The Taliban’s definition of peace is that other Afghans should submit to its leadership. The Taliban made no explicit promise to end violence in the flawed Doha agreement with the U.S. It sees the American withdrawal as a Taliban victory, and will continue to use force to try to replace the Afghan republic with its totalitarian Islamic emirate.

The Doha Agreement’s only positive outcome has been to enable a relatively safe and orderly withdrawal of U.S. troops. But it offers little real value as a template for future policy towards Afghanistan.

A recent U.N. report points out that more than a year after signing the agreement with U.S. special envoy Zalmay Khalilzad, the Taliban has not broken its ties with al Qaeda. U.S. Secretary for Defense Lloyd Austin told Congress recently that al Qaeda could regain capacity to launch international terrorist attacks from a base in Afghanistan within two years.

The rationale for negotiating with the Taliban was that the U.S. went into Afghanistan to eliminate al Qaeda and can attain that goal without war if the Taliban promises not to provide safe haven to international terrorists.

If the Taliban continues to maintain ties to al Qaeda, there is no reason to continue to persist with the deal or reportedly secret promises made with the Taliban by Khalilzad.

Secretary of State Antony Blinken has now finally acknowledged the possibility that the Taliban only wanted American withdrawal and was not really interested in a peace negotiated with other Afghans. According to Blinken, the U.S. is “assessing whether the Taliban was serious about ending the conflict in Afghanistan.”

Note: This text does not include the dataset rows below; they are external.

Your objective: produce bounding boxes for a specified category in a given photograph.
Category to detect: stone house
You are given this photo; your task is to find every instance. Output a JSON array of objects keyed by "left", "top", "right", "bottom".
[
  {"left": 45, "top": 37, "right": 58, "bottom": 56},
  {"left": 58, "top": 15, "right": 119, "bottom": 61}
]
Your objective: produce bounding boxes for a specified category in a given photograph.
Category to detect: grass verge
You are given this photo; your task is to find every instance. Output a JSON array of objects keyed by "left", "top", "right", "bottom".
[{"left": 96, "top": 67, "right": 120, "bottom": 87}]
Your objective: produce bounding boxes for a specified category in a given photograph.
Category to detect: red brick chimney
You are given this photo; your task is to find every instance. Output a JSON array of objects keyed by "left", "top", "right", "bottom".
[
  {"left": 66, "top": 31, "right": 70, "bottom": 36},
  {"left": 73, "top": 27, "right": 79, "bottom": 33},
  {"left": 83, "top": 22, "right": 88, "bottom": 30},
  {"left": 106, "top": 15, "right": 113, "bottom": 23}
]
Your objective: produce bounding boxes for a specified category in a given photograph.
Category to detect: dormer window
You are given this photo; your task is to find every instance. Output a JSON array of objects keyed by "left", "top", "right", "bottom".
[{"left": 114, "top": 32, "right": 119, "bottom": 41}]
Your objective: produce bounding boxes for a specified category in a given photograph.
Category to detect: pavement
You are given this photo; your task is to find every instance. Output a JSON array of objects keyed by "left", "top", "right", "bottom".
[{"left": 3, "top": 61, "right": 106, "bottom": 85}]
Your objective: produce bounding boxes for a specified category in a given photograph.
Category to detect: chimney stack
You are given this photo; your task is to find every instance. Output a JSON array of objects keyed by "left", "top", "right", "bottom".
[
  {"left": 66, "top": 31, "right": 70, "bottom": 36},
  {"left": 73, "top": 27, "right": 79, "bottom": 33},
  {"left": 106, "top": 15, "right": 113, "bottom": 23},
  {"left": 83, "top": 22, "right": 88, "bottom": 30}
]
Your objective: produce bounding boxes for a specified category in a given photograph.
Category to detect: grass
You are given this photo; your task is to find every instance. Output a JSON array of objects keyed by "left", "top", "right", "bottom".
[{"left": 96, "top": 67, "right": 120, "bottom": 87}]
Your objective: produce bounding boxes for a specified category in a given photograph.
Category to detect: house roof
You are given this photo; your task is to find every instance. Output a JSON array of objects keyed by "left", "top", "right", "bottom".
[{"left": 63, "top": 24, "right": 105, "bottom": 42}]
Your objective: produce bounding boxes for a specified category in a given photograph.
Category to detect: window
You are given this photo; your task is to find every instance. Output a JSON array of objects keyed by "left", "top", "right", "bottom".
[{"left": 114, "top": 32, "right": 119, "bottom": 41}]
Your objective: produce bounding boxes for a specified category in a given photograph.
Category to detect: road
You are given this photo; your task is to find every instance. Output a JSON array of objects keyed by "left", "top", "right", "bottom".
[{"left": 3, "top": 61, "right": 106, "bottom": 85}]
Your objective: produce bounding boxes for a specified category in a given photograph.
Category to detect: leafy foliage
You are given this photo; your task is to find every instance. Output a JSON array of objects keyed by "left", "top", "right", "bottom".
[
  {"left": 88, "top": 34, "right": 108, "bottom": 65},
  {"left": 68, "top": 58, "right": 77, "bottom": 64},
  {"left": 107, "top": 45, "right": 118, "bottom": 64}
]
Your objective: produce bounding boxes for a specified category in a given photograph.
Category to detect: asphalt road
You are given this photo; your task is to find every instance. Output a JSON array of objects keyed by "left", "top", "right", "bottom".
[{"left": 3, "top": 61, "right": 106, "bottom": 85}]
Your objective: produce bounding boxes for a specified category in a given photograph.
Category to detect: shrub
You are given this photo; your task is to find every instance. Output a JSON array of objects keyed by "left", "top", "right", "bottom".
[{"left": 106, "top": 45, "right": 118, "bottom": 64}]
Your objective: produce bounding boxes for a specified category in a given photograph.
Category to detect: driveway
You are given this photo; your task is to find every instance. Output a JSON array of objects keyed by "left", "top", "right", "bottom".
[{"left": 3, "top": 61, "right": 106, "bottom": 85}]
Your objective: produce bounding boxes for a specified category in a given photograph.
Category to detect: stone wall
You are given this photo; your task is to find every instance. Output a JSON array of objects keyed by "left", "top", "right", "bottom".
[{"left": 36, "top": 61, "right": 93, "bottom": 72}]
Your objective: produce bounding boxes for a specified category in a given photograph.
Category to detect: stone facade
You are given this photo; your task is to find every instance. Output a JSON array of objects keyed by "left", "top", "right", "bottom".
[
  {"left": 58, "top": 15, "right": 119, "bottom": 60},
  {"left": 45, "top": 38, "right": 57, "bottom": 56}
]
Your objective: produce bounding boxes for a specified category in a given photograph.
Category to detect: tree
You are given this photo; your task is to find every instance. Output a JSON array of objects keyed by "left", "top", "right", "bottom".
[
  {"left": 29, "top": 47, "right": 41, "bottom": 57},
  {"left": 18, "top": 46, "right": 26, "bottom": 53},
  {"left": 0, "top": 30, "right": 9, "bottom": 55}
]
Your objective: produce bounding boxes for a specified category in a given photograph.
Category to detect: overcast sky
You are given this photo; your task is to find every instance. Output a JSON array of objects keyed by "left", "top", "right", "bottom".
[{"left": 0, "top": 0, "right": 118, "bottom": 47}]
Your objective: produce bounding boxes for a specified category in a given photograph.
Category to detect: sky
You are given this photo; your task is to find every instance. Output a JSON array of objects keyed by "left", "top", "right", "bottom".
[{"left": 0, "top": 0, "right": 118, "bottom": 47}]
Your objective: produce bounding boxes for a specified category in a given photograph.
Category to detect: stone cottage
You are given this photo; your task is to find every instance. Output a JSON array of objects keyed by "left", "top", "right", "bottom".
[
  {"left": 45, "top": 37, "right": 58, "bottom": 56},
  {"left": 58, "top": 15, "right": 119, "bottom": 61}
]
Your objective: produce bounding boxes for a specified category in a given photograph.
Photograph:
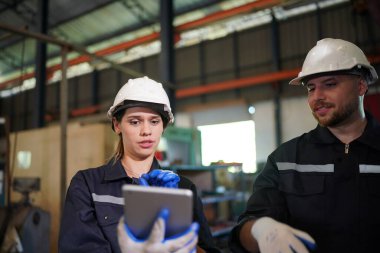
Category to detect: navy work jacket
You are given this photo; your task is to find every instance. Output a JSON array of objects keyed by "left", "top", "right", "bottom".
[
  {"left": 58, "top": 159, "right": 220, "bottom": 253},
  {"left": 230, "top": 114, "right": 380, "bottom": 253}
]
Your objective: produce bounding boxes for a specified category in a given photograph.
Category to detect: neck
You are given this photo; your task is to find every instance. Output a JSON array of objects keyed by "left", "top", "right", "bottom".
[
  {"left": 328, "top": 114, "right": 367, "bottom": 144},
  {"left": 121, "top": 155, "right": 154, "bottom": 178}
]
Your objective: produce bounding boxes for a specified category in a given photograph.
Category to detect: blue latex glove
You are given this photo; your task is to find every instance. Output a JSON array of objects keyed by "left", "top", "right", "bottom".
[
  {"left": 139, "top": 169, "right": 180, "bottom": 188},
  {"left": 117, "top": 209, "right": 199, "bottom": 253}
]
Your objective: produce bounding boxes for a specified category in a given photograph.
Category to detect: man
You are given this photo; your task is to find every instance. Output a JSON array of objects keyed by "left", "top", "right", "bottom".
[{"left": 230, "top": 38, "right": 380, "bottom": 253}]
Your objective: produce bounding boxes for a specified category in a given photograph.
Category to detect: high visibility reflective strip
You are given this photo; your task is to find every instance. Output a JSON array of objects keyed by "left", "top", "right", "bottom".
[
  {"left": 359, "top": 164, "right": 380, "bottom": 173},
  {"left": 91, "top": 193, "right": 124, "bottom": 205},
  {"left": 277, "top": 163, "right": 334, "bottom": 172}
]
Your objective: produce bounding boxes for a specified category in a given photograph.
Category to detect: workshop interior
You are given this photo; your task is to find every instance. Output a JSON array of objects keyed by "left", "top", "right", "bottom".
[{"left": 0, "top": 0, "right": 380, "bottom": 253}]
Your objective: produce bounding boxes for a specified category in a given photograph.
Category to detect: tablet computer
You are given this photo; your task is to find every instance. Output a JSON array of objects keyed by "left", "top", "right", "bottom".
[{"left": 122, "top": 184, "right": 193, "bottom": 239}]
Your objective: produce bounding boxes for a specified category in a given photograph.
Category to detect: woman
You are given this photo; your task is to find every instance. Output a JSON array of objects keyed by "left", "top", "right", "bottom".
[{"left": 59, "top": 77, "right": 219, "bottom": 253}]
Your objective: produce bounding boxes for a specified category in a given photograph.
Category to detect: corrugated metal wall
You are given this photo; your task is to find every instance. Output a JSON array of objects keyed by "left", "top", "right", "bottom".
[{"left": 0, "top": 2, "right": 380, "bottom": 131}]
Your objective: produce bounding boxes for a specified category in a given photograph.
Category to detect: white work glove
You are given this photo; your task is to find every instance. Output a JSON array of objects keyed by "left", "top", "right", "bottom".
[
  {"left": 117, "top": 209, "right": 199, "bottom": 253},
  {"left": 251, "top": 217, "right": 316, "bottom": 253}
]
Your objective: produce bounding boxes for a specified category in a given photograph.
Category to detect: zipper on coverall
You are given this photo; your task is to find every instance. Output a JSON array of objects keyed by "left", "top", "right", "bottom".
[{"left": 344, "top": 144, "right": 350, "bottom": 154}]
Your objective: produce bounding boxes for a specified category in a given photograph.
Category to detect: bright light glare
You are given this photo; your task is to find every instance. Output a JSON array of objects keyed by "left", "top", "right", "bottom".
[{"left": 198, "top": 120, "right": 256, "bottom": 173}]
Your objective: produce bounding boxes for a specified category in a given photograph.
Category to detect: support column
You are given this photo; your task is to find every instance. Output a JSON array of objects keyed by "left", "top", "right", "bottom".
[
  {"left": 159, "top": 0, "right": 176, "bottom": 114},
  {"left": 32, "top": 0, "right": 49, "bottom": 128}
]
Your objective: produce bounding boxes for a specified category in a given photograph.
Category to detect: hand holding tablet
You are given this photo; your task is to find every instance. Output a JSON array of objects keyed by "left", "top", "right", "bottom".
[
  {"left": 117, "top": 208, "right": 199, "bottom": 253},
  {"left": 122, "top": 185, "right": 193, "bottom": 239}
]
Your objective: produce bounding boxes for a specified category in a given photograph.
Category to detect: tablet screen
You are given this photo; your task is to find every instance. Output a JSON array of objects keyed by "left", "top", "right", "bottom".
[{"left": 123, "top": 184, "right": 193, "bottom": 239}]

The sooner that assessment is completed, and unrealistic expectations about Taliban being a potential American partner in a peace deal abandoned, the easier it would be for the U.S. to plan assistance for the Afghan people’s resistance to a Taliban takeover.

During Afghan President Ashraf Ghani’s visit to the White House last week, President Biden promised support for the Afghan government while insisting that the future of the country is now in the hands of Afghans.

Ironically, that echoed what President Obama had said when he withdrew U.S. troops from Iraq in 2011. That withdrawal was followed by the rise of ISIS and its lightning military successes across a wide swath of Iraqi territory. ISIS inspired and showed the way for a wave of terrorist attacks in Western Europe, the United States and elsewhere.

At least the Obama administration did not nurture illusions about the prospect of a negotiated peace with ISIS. The Trump and Biden administrations have, however, fallen into the trap of considering an irreconcilable enemy as a negotiating partner.

Eventually, ISIS was defeated in Iraq once the U.S. and its allies backed the Iraqi government with resources, intelligence, equipment, training and advice. The Kabul government, too, could reverse the Taliban's momentum with a similar mix of external support.

The U.S. could pay for willing Americans as well as third country contractors to help keep Afghanistan’s air support capability up and running. American technical intelligence could help direct Afghan military resources, while an effective training and advising mission could also continue after the withdrawal of U.S. troops.

That all is not lost in Afghanistan is exemplified by the willingness of Afghan civilians to form militias to resist the Taliban. The U.S. armed various Iraqi militias against ISIS, and there is no reason why a similar approach cannot be adopted in Afghanistan.

Biden’s message during Ghani’s visit was that U.S. troops “may be leaving, but our support for Afghanistan is not ending in terms of support and maintenance of helping maintain their military as well as economic and political support.”

The first step in maintaining support for the Afghans would be to end ambiguity about America’s vision for Afghanistan’s future created by the Doha agreement.

The U.S. has an interest in preserving the Afghan republic and preventing a return to Taliban control.